Nephrotic syndrome (NS) is one of the common pediatric diseases that require
glucocorticoid treatment. Patients with NS might receive
steroids for a long time if remission is not achieved. Evidence shows that long-term
steroid use may induce
osteoporosis in adults and children, and
steroid use is well known to be related to avascular
necrosis of the femoral head (ANFH) in adults. However, no pediatric case of AFNH caused by long-term
steroid use due to NS has been reported. In this report, we describe the case of a three-year-old boy with a chief complaint of gait difficulty, who had been treated with
glucocorticoid orally for a year because of NS. His body temperature was within the normal limit. His legs did not show
trauma, redness, or swelling; however, he did not want his left thigh touched. A pelvic X-ray scan showed asymmetrical femoral heads due to the thinning of the left femoral head.

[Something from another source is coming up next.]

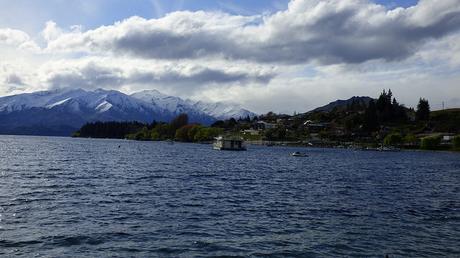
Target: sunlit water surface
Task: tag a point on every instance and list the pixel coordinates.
(63, 197)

Pelvic magnetic resonance imaging showed a low intensity of the left femoral head on the T2-weighted image and high and low mixed intensities on the fat-suppressed T2-weighted image. Deformation of the left femoral head was suspected. The epiphysial nucleus of the right femoral head was also small for his age. He was diagnosed with
Legg-Calvé-Perthes disease and referred to an orthopedic clinic to begin rehabilitation with equipment to support his joints. Thus, we cannot completely conclude that
glucocorticoid use and NS are not related to AFNH in children. Physicians must consider early diagnosis.